A Harsh Light But No New Revelations On Guantánamo & Bush Torture Regime
For those of us who have written extensively about the so-called War on Terror and its demented bastard child, the Bush Torture Regime, the latest revelations about the detainees at Guantánamo Bay break little new ground but are a reminder that while things have gotten better under the Obama administration, the president has not broken completely with the past despite campaign promises to the contrary.
Oh, and most Americans, let alone bloggers, don't give a damn about any of this.
If you do perchance give a damn, here are highlights of the documents outlined in stories in The New York Times and The Guardian obtained by independent sources by way of Wikileaks:
* Demonstrably innocent people were interrogated because intelligence gathering in Afghanistan and Pakistan was haphazard.
* There were many cases of mistaken identity.
* Children, the senile elderly and mentally ill were among those wrongfully held.
* Some 172 detainees remain with little prospect of trial or release.
* The system at Gitmo was focused less on holding dangerous terrorists than extracting intelligence, virtually none of which was helpful.
* Interrogators willingly bought obviously falsified information.
* The Pakistani Inter-Services Intelligence Directorate is considered a terrorist organization by U.S. authorities.

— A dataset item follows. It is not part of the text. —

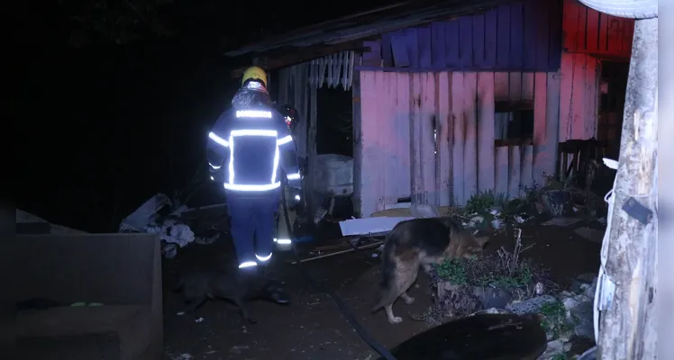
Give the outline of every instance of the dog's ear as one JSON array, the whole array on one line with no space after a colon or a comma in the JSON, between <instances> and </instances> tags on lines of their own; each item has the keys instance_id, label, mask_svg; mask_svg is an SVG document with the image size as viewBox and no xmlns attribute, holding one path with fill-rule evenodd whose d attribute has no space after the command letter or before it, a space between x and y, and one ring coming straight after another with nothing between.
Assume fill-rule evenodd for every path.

The articles on the documents come hard on the heels of an exhaustive report that debunks the claims of Bush administration flunkies that torture only was used as a last resort on "the worst of the worst," which was its pet phrase, and seldom at that, assertions that collapsed under the weight of evidence as the years went on in no small part because "the worst of the worse" were tiny in number.
The report reveals, and is further corroborated by the documents vetted by The Times and The Guardian, that torture was routinely used and not necessarily to obtain intelligence but to exploit detainees by breaking them down physically and mentally to turn them into collaborators.
Meanwhile, not a single torture regime perp has been prosecuted for their criminality, although key administration players have heeded warnings that they face arrest if they travel to European countries where the Geneva Conventions are taken seriously.
But I'm sure they will be content to stay in the U.S. because it's a great country. Or what?